Steve Jobs wins: Adobe kills Flash for Android for all the reasons he predicted
August 15, 2012 by Beatweek
Adobe, the maker of Flash, has yanked its availability for Android today, officially marking the end of mobile Flash for all devices. This gives a victory to the late Steve Jobs, who decided in 2007 that Flash was a bloated, insecure, battery and processor killing piece of outdated technology which didn’t belong on mobile devices like the iPhone. He took things a step further a few years later, publishing an open letter called “Thoughts on Flash” which detailed why believed the aging technology should be put to bed in favor of newer formats like HTML 5. But Adobe pushed forward with Flash nonetheless, releasing it for Android devices. Some Android hardware vendors even went so far as to run television ad campaigns based around the fact that Android had Flash while the iPhone and iPad didn’t. But in the end it turned out that Jobs’ negative predictions for mobile Flash turned out to be true on Android: it was slow, buggy, ate up battery power in unrealistic fashion, caused devices to crash, and was considered a disaster.
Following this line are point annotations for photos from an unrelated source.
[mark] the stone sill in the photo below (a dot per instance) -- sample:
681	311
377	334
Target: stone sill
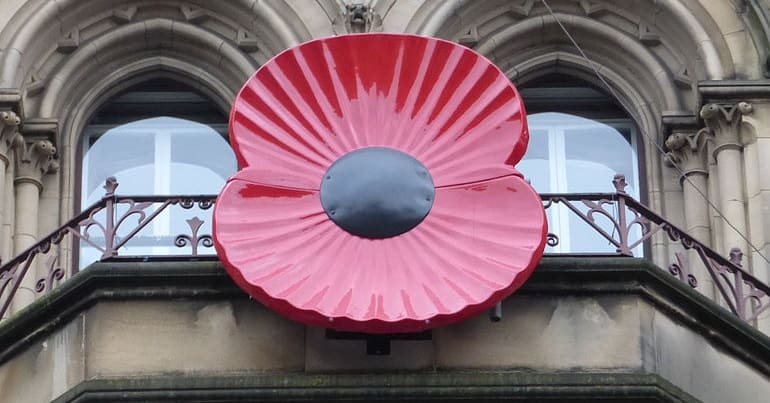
560	276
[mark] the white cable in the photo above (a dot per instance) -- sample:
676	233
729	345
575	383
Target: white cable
649	138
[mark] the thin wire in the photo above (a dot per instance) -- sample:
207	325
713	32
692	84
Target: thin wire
649	138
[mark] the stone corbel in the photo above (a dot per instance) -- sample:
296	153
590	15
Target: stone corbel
10	138
33	161
724	121
687	151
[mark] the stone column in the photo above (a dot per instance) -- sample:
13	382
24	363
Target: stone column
724	123
33	160
688	153
9	139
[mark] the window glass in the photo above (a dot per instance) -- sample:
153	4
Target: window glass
157	139
579	140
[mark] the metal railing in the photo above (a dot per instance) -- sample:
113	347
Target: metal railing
119	227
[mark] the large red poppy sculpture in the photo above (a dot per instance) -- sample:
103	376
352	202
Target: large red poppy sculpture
377	191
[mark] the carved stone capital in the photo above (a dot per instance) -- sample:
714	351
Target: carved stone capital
10	138
725	122
687	151
33	161
362	18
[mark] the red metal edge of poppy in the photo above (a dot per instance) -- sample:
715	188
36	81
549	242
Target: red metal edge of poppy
377	325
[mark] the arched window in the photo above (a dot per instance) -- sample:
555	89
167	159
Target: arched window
158	138
579	139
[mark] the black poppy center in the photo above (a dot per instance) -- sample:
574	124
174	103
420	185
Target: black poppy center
377	192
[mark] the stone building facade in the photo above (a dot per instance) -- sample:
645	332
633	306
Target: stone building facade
691	78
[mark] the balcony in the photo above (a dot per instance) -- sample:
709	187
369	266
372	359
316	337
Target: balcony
157	318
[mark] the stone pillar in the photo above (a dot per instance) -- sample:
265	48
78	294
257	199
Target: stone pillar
724	123
688	152
9	139
33	160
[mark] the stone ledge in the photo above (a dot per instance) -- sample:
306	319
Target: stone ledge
420	386
205	280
Earlier this year Adobe announced that it was discontinuing Flash development for Android and all other mobile platforms, but it wasn’t until today that Flash was finally yanked from being available for download…
Flash is far from the only aging technology which Jobs single handedly put out to pasture. In 1998 he decided that the floppy drive’s time had come and gone, and removed it from apple’s first iMac computer. The move was considered controversial, as tech insiders predicted that its omission would cause the new computer to flop. Instead the iMac was a huge hit, putting the then-beleaguered Apple back in business, and within a few years the floppy had also disappeared from most PC computers. Some of these same tech insiders insisted that the lack of Flash on the iPhone would mean the demise not of Flash but of the iPhone itself, claiming that Jobs was omitting the technology for various supposedly underhanded reasons. But the demise of Flash on Android and mobile in general, for the reasons which he laid out years ago for not bothering to include it on the iPhone in the first place, has given him one more victory – albeit this one posthumous. HTML 5 development on the iPhone and Android platforms continues, even as major video sites like YouTube continue to phase out their Flash content. Flash still exists for traditional computers like Mac and Windows, but at this rate one must wonder for how much longer.